To run on multi GPUs (4 GPUs is used in this example) on a single node:
```
mkdir ./models

CUDA_VISIBLE_DEVICES=0,1,2,3 python3 -m torch.distributed.launch --nproc_per_node 4 --master_port 12345 train.py --dataset refcoco --swin_type base --lr 0.00003 --epochs 40 --img_size 480 2>&1 | tee ./models/refcoco

CUDA_VISIBLE_DEVICES=0,1,2,3 python3 -m torch.distributed.launch --nproc_per_node 4 --master_port 12345 train.py --dataset refcoco+ --swin_type base --lr 0.00003 --epochs 40 --img_size 480 2>&1 | tee ./models/refcoco+

CUDA_VISIBLE_DEVICES=0,1,2,3 python3 -m torch.distributed.launch --nproc_per_node 4 --master_port 12345 train.py --dataset refcocog --splitBy umd --swin_type base --lr 0.00003 --epochs 40 --img_size 480 2>&1 | tee ./models/refcocog
```
To store the training logs, we need to manually create the `./models` directory via `mkdir` before running `train.py`.
* *--dataset* is the dataset name. One can choose from `refcoco`, `refcoco+`, and `refcocog`.
* *--splitBy* needs to be specified if and only if the dataset is G-Ref (which is also called RefCOCOg).
* *--swin_type* specifies the version of the Swin Transformer.
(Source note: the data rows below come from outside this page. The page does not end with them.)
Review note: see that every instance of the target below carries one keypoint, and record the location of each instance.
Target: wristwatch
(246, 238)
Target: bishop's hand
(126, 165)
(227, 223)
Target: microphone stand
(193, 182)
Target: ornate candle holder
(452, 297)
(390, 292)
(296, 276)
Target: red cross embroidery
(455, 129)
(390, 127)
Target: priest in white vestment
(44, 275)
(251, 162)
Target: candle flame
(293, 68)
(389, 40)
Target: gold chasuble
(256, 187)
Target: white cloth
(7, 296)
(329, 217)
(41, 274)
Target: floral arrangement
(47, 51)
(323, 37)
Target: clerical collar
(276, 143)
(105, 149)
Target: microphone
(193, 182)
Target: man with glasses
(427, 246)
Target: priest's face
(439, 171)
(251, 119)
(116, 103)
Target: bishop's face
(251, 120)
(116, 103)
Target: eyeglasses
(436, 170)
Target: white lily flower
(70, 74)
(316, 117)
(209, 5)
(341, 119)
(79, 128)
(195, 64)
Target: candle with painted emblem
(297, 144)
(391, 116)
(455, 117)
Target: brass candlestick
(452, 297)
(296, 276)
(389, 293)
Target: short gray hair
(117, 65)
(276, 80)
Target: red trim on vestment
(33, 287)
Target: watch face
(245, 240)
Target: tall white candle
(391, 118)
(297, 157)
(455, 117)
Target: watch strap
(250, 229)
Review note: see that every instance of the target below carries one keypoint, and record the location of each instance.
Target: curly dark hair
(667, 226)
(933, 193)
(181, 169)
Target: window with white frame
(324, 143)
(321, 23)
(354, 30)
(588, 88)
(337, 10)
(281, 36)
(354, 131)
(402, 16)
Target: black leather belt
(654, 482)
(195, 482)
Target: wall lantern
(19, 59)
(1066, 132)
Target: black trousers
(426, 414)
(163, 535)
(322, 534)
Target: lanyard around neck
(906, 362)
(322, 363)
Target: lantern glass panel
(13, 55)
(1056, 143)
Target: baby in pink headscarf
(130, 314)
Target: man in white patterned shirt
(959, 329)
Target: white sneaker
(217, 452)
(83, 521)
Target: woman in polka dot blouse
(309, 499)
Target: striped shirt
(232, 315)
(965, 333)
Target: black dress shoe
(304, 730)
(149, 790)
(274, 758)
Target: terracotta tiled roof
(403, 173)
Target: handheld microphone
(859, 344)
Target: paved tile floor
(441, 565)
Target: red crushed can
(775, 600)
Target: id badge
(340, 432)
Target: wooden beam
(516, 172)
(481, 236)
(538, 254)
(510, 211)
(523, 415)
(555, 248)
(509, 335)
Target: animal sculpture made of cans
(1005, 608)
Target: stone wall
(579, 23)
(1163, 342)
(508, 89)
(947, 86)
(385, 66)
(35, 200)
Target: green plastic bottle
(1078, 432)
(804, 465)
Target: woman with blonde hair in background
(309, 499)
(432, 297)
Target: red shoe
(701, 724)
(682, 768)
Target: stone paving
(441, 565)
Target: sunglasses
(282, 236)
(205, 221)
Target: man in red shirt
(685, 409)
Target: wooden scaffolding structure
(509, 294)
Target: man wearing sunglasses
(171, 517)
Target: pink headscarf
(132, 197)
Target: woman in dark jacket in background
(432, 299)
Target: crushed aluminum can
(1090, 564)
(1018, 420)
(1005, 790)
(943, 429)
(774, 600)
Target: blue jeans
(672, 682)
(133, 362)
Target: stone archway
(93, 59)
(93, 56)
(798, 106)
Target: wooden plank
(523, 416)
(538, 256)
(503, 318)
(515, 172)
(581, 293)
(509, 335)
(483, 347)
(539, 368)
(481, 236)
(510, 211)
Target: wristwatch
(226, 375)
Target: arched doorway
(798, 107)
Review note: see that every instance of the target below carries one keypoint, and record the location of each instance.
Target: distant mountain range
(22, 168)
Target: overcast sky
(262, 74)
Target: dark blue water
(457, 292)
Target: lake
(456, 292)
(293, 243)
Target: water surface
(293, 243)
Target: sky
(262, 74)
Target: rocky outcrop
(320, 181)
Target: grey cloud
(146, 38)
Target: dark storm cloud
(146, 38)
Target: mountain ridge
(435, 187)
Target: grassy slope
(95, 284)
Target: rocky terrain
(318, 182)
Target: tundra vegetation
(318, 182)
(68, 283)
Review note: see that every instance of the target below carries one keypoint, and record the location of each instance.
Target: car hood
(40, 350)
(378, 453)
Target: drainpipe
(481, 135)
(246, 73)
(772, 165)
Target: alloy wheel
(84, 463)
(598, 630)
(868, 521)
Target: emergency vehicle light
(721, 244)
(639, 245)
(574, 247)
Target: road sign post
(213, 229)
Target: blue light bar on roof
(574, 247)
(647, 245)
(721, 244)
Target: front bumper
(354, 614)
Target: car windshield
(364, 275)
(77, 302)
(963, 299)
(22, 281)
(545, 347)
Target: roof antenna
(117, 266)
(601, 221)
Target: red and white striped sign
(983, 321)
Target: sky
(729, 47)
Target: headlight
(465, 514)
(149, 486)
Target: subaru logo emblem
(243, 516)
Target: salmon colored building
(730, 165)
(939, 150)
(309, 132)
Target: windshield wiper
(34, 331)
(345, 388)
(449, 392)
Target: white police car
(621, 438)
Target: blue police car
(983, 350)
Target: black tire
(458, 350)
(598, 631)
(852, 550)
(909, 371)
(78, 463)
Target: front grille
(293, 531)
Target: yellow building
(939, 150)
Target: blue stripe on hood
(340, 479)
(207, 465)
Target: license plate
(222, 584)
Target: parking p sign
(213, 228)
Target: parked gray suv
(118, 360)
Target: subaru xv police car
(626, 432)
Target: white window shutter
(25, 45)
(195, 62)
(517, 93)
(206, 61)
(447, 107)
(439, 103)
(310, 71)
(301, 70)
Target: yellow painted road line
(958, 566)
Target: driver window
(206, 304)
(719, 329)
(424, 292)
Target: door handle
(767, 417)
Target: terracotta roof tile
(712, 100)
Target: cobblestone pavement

One can choose from `tiny`, `small`, `base`, and `large`. The default is `base`.

## Testing

To evaluate, run one of:
```
CUDA_VISIBLE_DEVICES=0 python3 test.py --swin_type base --dataset refcoco --split val --resume ./checkpoints/best_refcoco.pth --workers 1 --img_size 480

CUDA_VISIBLE_DEVICES=0 python3 test.py --swin_type base --dataset refcoco+ --split val --resume ./checkpoints/best_refcoco+.pth --workers 1 --img_size 480

CUDA_VISIBLE_DEVICES=0 python3 test.py --swin_type base --dataset refcocog --splitBy umd --split val --resume ./checkpoints/best_refcocog.pth --workers 1 --img_size 480
```
* *--split* is the subset to evaluate. One can choose from `val`, `testA`, and `testB` for RefCOCO/RefCOCO+, and `val` and `test` for G-Ref (RefCOCOg).
* *--resume* is the path to the weights of a trained model.